T9.2: INVESTIGATION OF THE EFFECT OF AIR VELOCITY ON WET BULB

APPROACH AND PRESSURE DROP THROUGH THE PACKING

THEORY :

Basic Principle

First consider an air stream passing over the surface of a warm water droplet or film. If we

assume that the water is hotter than the air, then the water temperature will be cooled down

by radiation, conduction and convection, and evaporation. The radiation effect is normally

very small and may be neglected. Conduction and convection depend on the temperature

difference, the surface area, air velocity, etc. The effect of evaporation is the most

significant where cooling takes place as water molecules diffuse from the surface into the

surrounding air. During the evaporation process, the water molecules are replaced by others

in the liquid from which the required energy is taken.
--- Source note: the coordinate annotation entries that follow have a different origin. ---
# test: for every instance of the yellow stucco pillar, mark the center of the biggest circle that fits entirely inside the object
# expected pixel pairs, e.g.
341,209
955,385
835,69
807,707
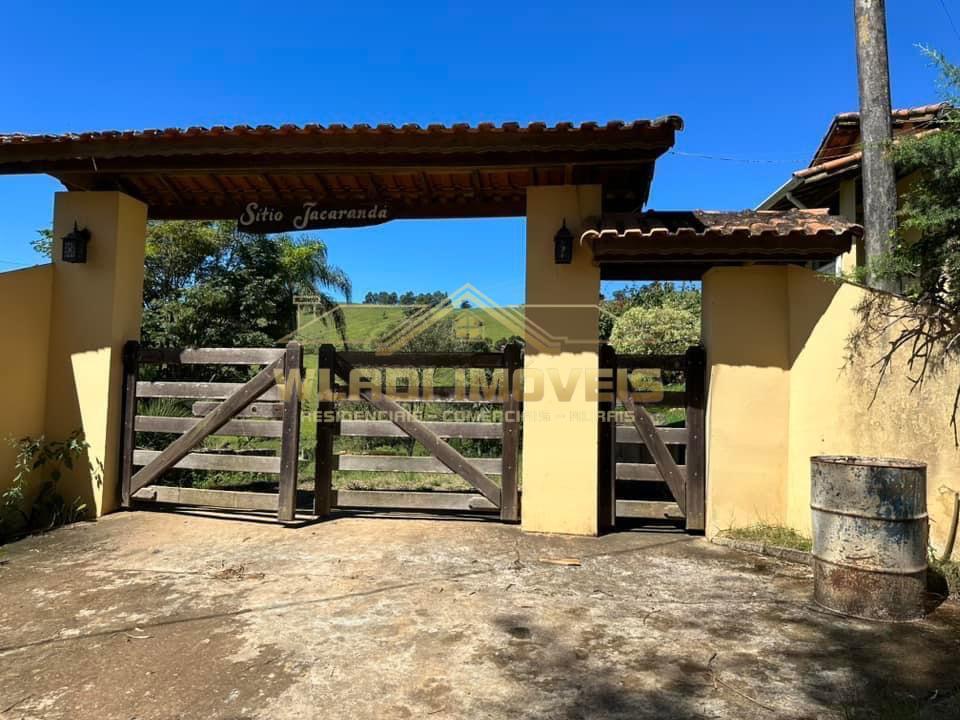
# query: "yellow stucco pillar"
559,467
746,330
96,307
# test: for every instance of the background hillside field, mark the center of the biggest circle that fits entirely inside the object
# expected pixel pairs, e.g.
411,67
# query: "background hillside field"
365,323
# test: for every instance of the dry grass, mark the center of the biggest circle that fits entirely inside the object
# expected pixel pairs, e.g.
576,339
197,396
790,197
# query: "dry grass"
775,535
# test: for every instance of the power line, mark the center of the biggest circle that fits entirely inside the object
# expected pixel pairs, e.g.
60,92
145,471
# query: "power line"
729,158
946,12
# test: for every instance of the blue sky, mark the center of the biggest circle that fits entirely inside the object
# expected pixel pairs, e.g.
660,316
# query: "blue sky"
754,81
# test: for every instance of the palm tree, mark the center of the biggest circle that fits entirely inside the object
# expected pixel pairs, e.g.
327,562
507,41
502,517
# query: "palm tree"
308,272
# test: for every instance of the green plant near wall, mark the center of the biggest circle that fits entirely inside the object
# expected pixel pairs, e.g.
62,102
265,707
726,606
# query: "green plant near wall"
26,508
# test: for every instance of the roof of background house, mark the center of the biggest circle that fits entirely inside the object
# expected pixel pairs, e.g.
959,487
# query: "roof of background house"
683,245
435,171
839,155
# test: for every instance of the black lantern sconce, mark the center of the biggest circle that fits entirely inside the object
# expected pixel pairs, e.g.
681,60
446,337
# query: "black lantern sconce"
563,245
75,245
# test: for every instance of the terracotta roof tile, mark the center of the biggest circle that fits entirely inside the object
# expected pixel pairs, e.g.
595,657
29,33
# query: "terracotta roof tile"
671,121
713,224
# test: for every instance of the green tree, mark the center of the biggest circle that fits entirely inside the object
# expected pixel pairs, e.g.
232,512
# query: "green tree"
43,244
655,330
922,322
208,285
683,296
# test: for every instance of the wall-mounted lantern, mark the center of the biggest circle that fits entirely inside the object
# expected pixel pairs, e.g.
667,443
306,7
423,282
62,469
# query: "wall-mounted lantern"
75,245
563,245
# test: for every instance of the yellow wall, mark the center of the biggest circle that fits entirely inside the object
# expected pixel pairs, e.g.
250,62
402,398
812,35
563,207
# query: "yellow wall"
96,307
25,329
745,333
828,406
560,436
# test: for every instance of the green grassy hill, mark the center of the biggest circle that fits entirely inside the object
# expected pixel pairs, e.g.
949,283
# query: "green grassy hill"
365,323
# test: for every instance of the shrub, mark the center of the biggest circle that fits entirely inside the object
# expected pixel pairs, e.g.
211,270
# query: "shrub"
24,508
655,331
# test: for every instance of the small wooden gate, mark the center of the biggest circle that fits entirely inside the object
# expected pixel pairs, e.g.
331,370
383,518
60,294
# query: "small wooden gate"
434,436
651,471
266,406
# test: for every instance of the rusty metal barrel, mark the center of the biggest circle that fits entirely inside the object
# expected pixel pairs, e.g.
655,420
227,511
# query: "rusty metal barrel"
870,536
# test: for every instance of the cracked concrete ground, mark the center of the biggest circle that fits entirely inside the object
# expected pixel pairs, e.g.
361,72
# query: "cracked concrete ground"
160,615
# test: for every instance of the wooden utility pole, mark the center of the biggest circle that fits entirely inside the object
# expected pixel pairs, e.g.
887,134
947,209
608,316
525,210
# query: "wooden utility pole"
879,183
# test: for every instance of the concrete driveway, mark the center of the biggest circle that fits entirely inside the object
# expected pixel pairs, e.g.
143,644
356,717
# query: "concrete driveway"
156,615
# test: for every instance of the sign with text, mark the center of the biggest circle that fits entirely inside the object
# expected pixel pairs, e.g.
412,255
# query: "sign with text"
257,218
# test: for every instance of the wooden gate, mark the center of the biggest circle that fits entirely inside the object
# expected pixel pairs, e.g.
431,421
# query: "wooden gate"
650,469
265,407
402,419
265,413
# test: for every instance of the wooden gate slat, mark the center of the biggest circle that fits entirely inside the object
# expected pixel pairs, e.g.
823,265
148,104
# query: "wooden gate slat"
385,428
196,390
426,437
290,441
220,416
667,466
266,411
407,463
696,444
215,461
509,488
646,472
238,428
128,436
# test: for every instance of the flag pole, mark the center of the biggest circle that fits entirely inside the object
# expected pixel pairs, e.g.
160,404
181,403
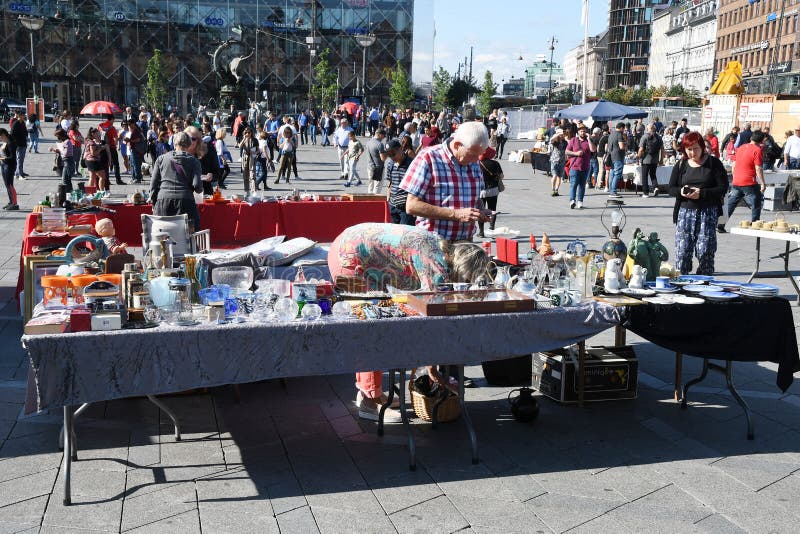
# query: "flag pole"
585,48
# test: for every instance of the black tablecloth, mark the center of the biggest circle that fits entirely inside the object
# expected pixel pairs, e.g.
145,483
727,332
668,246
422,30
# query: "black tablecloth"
540,162
741,330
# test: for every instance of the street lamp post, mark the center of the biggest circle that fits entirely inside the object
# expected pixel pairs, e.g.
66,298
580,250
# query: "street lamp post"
365,41
32,24
553,42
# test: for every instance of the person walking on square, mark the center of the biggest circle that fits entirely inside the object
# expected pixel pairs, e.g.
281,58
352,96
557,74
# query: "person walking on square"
341,138
249,149
8,163
558,158
651,154
286,149
375,161
698,184
354,151
617,143
19,134
579,150
748,172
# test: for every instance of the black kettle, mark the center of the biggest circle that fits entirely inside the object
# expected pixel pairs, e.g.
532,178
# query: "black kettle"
524,406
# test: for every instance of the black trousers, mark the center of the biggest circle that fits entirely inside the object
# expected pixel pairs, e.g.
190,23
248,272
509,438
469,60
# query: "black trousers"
649,175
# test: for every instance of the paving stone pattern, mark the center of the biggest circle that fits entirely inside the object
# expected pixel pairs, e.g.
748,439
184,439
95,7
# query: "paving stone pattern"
294,457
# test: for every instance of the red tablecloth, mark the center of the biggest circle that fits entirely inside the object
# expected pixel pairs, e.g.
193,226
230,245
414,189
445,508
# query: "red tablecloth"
232,224
323,221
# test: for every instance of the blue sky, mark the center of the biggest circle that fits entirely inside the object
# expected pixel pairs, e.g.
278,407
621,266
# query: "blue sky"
500,31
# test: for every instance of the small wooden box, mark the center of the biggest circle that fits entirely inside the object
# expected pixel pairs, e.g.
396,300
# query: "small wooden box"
470,302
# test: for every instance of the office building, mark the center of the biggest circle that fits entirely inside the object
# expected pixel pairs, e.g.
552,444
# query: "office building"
97,49
682,45
763,37
629,42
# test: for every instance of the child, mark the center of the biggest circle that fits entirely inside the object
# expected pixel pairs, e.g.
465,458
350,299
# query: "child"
286,151
354,151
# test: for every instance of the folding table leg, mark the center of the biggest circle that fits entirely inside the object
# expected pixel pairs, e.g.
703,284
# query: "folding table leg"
694,381
412,449
739,399
465,414
68,433
678,375
169,413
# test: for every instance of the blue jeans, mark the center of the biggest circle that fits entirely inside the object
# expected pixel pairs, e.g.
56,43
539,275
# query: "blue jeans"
593,170
696,235
752,196
616,175
577,180
399,215
136,166
21,160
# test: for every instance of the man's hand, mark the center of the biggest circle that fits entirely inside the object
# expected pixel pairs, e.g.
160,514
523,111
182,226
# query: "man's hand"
466,215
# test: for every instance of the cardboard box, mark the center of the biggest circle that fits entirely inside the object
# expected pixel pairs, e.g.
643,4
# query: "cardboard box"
611,373
773,199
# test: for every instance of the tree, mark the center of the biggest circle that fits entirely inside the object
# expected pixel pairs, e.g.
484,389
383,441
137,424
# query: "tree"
156,88
488,90
324,87
442,82
400,93
459,93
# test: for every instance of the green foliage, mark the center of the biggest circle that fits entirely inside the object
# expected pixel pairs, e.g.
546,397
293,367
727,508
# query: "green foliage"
401,94
488,90
156,88
324,87
459,93
442,81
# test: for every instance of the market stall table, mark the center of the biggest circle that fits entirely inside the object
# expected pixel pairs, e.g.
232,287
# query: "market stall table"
788,238
741,330
71,369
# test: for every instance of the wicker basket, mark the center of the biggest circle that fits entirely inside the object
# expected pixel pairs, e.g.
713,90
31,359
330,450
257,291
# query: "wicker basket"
449,410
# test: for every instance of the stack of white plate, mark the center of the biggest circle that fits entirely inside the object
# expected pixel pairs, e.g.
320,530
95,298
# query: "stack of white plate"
758,291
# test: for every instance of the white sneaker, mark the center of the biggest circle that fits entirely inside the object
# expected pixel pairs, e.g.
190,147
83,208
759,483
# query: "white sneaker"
360,398
370,410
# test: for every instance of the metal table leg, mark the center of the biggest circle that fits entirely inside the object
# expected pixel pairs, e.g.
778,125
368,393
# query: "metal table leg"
169,413
68,434
401,391
465,414
82,408
581,369
727,370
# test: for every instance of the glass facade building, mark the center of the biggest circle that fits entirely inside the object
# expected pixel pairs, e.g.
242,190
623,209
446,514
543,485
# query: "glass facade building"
98,49
629,25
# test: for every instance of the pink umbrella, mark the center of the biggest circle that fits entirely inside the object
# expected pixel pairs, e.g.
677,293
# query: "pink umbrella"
100,107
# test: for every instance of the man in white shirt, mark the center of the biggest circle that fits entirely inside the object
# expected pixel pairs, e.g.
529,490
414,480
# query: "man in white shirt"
791,150
341,138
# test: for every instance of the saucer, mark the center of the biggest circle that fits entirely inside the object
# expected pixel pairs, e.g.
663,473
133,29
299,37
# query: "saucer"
701,288
636,292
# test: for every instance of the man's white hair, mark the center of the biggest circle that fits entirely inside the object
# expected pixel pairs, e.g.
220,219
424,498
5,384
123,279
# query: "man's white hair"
472,134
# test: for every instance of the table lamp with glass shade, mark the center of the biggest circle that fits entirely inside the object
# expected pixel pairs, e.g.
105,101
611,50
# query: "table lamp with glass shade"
614,247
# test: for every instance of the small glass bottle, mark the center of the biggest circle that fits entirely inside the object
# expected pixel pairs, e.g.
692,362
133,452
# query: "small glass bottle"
191,274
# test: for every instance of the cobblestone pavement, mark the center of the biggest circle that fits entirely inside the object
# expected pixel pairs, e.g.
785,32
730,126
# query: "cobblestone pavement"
297,459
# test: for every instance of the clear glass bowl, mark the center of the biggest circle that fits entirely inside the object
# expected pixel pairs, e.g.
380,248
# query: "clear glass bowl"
238,277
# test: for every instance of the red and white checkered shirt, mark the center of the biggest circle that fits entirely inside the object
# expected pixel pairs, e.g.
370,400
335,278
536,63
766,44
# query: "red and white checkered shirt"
435,177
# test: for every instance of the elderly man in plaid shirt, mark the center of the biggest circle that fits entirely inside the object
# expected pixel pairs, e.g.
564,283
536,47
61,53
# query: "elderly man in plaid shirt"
444,183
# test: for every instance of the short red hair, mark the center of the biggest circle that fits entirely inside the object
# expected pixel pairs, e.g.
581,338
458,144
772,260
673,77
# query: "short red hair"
689,139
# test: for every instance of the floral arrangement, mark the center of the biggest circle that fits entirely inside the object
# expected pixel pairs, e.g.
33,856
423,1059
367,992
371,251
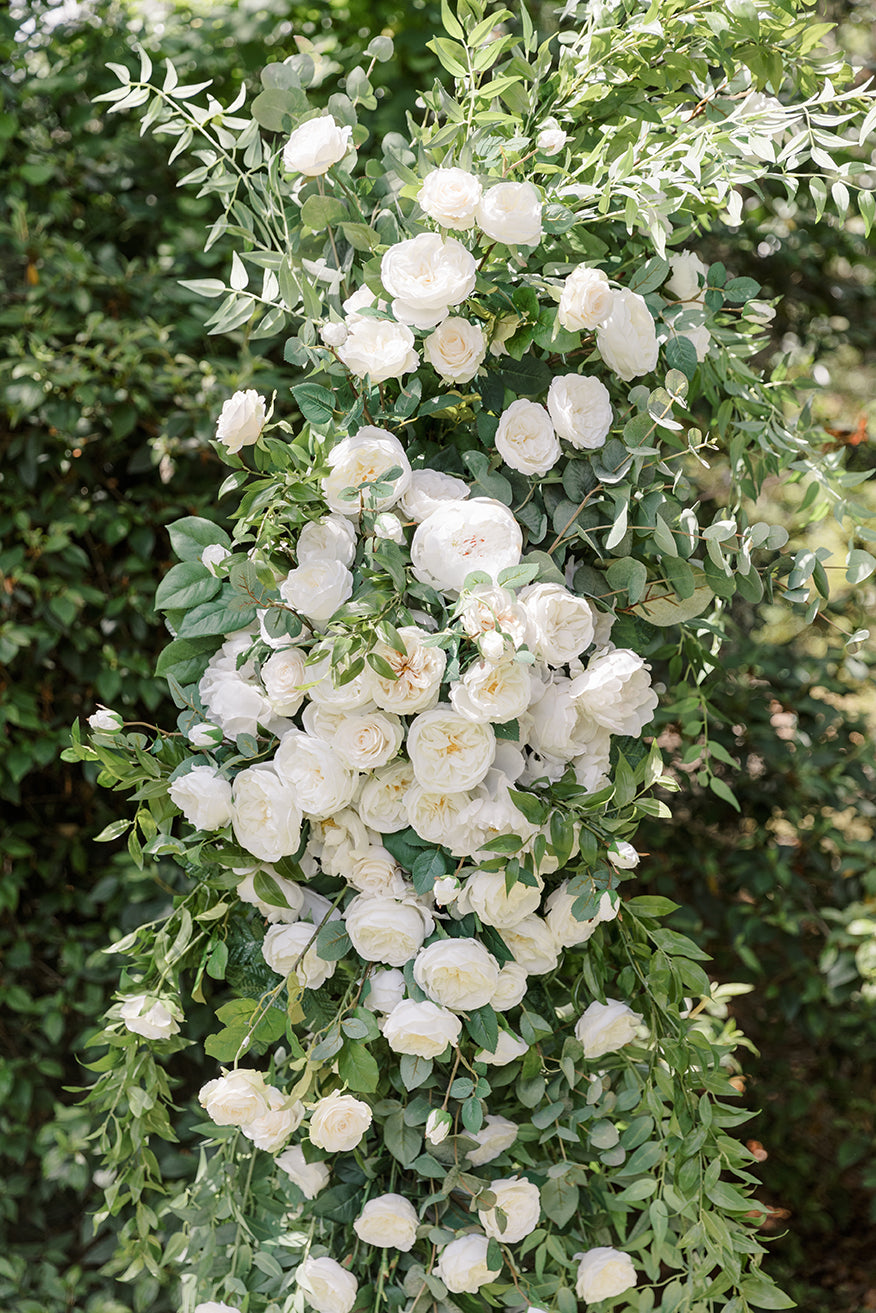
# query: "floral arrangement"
457,1064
Evaporation from a Wet Surface

When considering evaporation from a wet surface into the surrounding air, the rate is

determined by the difference between the vapor pressure at the liquid surface and the

vapour pressure in the surrounding air. The vapour pressure at the liquid surface is basically

the saturation pressure corresponding with the surface temperature, whereas the total

pressure of the air and its absolute humidity determines the vapour pressure in the

surrounding air. Such evaporation process in an enclosed space shall continue until the two

vapour pressures are equal. In other words, until the air is saturated and its temperature

equals the surface.

However, if unsaturated air is constantly supplied, the wet surface will reach an equilibrium

temperature at which the cooling effect due to the evaporation equals the heat transfer to

the liquid by conduction and convection from the air, which under these conditions; will

be at a higher temperature. Under adiabatic conditions, this equilibrium temperature is the

"wet bulb temperature".

For a cooling tower of infinite size and with an adequate air flow, the water leaving will be

at the wet bulb temperature of the incoming air. Therefore, the difference between the

temperature of the water leaving a cooling tower and the local wet bulb temperature is an

indication of the effectiveness of the cooling tower. Thus, "Approach to Wet Bulb", an

important parameter of cooling towers, is the difference between the temperature of the

water leaving the tower and the wet bulb temperature of the entering air.

Cooling Tower Performance

A study on the performance of a cooling tower can be done with the help of a bench top

unit. Students shall be able to verify the effect of these factors on the cooling tower

performance:

(i) Water flow rates

(ii) Water temperatures

(iii) Airflow rate

(iv) Inlet Air Relative Humidity

The effect of these factors will be studied in depth by varying it. In this way, students will

gain an overall view of the operation of cooling tower.

Thermodynamic Property

In order to understand the working principle and performance of a cooling tower, a basic

knowledge of thermodynamic is essential to all students. A brief review on some of the

thermodynamic properties is presented below.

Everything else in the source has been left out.